When I emerged into the lobby the doorman greeted me. “May I assist you, madam?”

“Err…yes, Claude? I need to get home. Can you help me hire a cab?” I sounded desperate even to my ears. No telling what Claude might be thinking.

He did not show the slightest reaction though as he picked up a phone. “Ahhh, there we have one coming in now.” Setting down the phone, Claude came around from behind his desk and held the lobby door open for me. He helped me to the cab and shut me in. I thanked him, gave the driver my address and looked out the window.

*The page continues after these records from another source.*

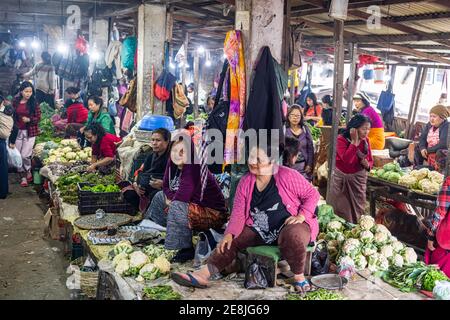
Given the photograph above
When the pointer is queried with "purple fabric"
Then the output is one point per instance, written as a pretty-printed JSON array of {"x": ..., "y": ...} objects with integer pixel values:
[
  {"x": 190, "y": 187},
  {"x": 306, "y": 148},
  {"x": 374, "y": 117}
]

The view into the elegant lobby was clear at night so I could see when Ethan burst out of the elevators and spoke to Claude. He ran outside but my cab was already in motion. He threw up his arms in frustration and rolled his head back. I could see his feet were still bare. I could see the look of confusion and utter despair on his face when our eyes met—me inside the car and him on the street. I could see Ethan. And it was probably the last time I ever would.

6

The glorious smell of coffee woke me up. I looked at my alarm clock and knew there would be no Waterloo Bridge run this morning. I came out to the kitchen with my arm over my eyes.

“Just how you like it, Bree, sweet and creamy.” My sometime roommate and dear friend Gabrielle slid the mug in my direction, the expression on her face clearly readable. Start spilling the dish, sister, and I won’t hurt you.

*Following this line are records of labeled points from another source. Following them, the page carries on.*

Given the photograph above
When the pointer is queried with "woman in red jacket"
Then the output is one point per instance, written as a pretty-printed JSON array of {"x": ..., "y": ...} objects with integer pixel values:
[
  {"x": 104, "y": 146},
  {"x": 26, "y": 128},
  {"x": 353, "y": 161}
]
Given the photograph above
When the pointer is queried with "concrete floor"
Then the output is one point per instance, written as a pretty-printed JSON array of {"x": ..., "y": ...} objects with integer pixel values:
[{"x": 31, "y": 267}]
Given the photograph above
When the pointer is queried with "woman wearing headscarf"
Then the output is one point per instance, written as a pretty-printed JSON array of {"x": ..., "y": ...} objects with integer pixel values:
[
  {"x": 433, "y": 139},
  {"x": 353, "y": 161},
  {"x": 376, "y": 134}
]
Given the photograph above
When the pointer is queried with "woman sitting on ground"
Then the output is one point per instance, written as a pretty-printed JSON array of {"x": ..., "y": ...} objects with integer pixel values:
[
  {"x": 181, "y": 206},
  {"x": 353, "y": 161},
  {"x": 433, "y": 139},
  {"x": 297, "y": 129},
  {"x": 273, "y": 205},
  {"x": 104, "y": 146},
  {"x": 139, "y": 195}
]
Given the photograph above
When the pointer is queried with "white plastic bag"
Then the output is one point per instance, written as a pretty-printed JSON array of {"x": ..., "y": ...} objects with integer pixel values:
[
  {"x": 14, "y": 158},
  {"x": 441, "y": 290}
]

I love Gaby but this thing with Ethan had so derailed me I just wanted to bury the knowledge of its existence and pretend he’d never happened.

I reached for the steaming mug and inhaled the delicious scent. It reminded me of him for some reason and I felt the bubble of emotion rise up strong. I sat down at the kitchen bar and crowded around my coffee mug like a mother hen protecting her chick. As I lowered onto the stool, the tenderness between my legs just served as another reminder. A reminder of Ethan and his hot body and model looks and the fabulous sex…and how I’d woken up in his bed hysterical. I gave up the joke of trying to be brave and let the tears come.

It took some time, two cups of coffee, and a move to the couch to get the story out of me. But Gaby is pretty good that way. She’s relentless.

“I silenced your phone two hours ago. That duffel bag was making so much damn noise I wanted to kick it.” Gabrielle stroked my head resting on her shoulder. “You’ve got voicemails and text messages up the wazoo. I think the poor thing was about to blow, so I saved it a cataclysmic death and shut the f**ker off.”

“Thank you, Gab. I’m so glad you’re here this morning.” And I meant that. She was like me in a lot of ways. A California native in London, studying conservancy and running from shit back home that haunted her. The only difference was that her father actually lived in London so she was not totally on her own here in the UK. We’d found each other during that first week of classes nearly four years ago and never really let go. She knew my dark secrets and I knew hers.

“Me too.” She patted me on the knee. “And you’re going to make an appointment with Dr. Roswell, and make plans to go clubbing with Benny and me, and a stop into Charbonnel et Walker so we can gorge ourselves on sinfully rich chocolate.” She tilted her head. “Sound good to you?”